Quando sono arrivato qui mi sono gettato a capofitto nel lavoro e la sera, quando tornavo a casa, mi stordivo, per non pensare, con bottiglie intere di scotch e grappa, poi cadevo in catalessi e la mattina ricominciavo col lavoro. Alice mi ha chiamato fino allo sfinimento, si è accorta più di una volta che ero ubriaco, come in un sogno ricordo quando mi supplicava di tornare.
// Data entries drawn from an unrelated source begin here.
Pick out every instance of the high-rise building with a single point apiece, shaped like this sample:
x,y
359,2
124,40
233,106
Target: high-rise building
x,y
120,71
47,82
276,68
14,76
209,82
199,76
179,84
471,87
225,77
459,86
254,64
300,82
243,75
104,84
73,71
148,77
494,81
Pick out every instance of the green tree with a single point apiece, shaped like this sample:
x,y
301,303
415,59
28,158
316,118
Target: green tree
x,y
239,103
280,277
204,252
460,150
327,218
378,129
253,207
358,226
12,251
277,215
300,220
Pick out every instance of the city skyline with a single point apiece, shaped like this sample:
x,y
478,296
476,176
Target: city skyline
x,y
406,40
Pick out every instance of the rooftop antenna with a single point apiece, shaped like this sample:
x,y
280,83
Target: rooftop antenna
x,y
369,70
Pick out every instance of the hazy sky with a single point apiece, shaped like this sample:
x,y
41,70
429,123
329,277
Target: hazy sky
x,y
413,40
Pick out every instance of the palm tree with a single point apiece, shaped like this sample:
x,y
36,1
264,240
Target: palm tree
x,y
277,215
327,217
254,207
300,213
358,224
"Claudio, lo affronteremo insieme questo dolore! – ripeteva con voce sempre più fievole – Ci sono tante novità in Istituto e nella nostra vita! Ma voglio dirtele di persona!".

Io ridevo come uno scemo e continuavo a mandarla a quel paese.

"Claudio, ritorna! – non si arrendeva – Ho bisogno di te!".

"Ma come! – la deridevo – Ora che non ci sono io, sei il Supremo e nemmeno sei contenta! Avrai già messo le tue leggi, ognuno entrerà all'ora che gli fa più comodo, ci saranno feste e festini e gli specializzandi faranno il bello e il cattivo tempo!".

"Vaffanculo, Claudio!" mi aveva detto quella sera e da allora non l'avevo sentita più.

Poi un giorno, dopo un anno che ero arrivato negli States, mi aveva chiamato il vecchio capo.

"Claudio! – aveva esordito – Io lo so che sei miglior medico legale che è sulla piazza, ma ho saputo che l'altro giorno, mentre incidevi il corpo di quella poveretta, hai toppato":

Avevo taciuto, aveva ragione, la mia incisione ad Y, che era stata sempre un segno perfetto e nitido, assomigliava ad uno sgorbio scomposto ed arrangiato.

"Che ti succede, Claudio?" mi aveva chiesto con tutta la solidarietà del mondo.

Non avevo risposto nemmeno alla sua domanda, così aveva incalzato:

"Mi hanno detto anche che spesso puzzi di alcool e anche il tuo passo è poco stabile".

Non ce la facevo più a tenermi tutto dentro, così gli ho vomitato addosso la mia rabbia e il mio dolore:

"Tu che avresti fatto se in pochi giorni avessi perso un figlio che amavi più di te stesso, tua moglie e un altro figlio in arrivo?".

"Fatti aiutare, Claudio! – aveva detto risoluto – E poi corri a riprenderti quello che ti appartiene!".

"Ho perso tutto! – avevo mostrato la mia resa – Non lo riavrò mai più!".

"Non riavrai Mattia! – aveva insistito – Potrai però riavere tua moglie e l'altro figlio!".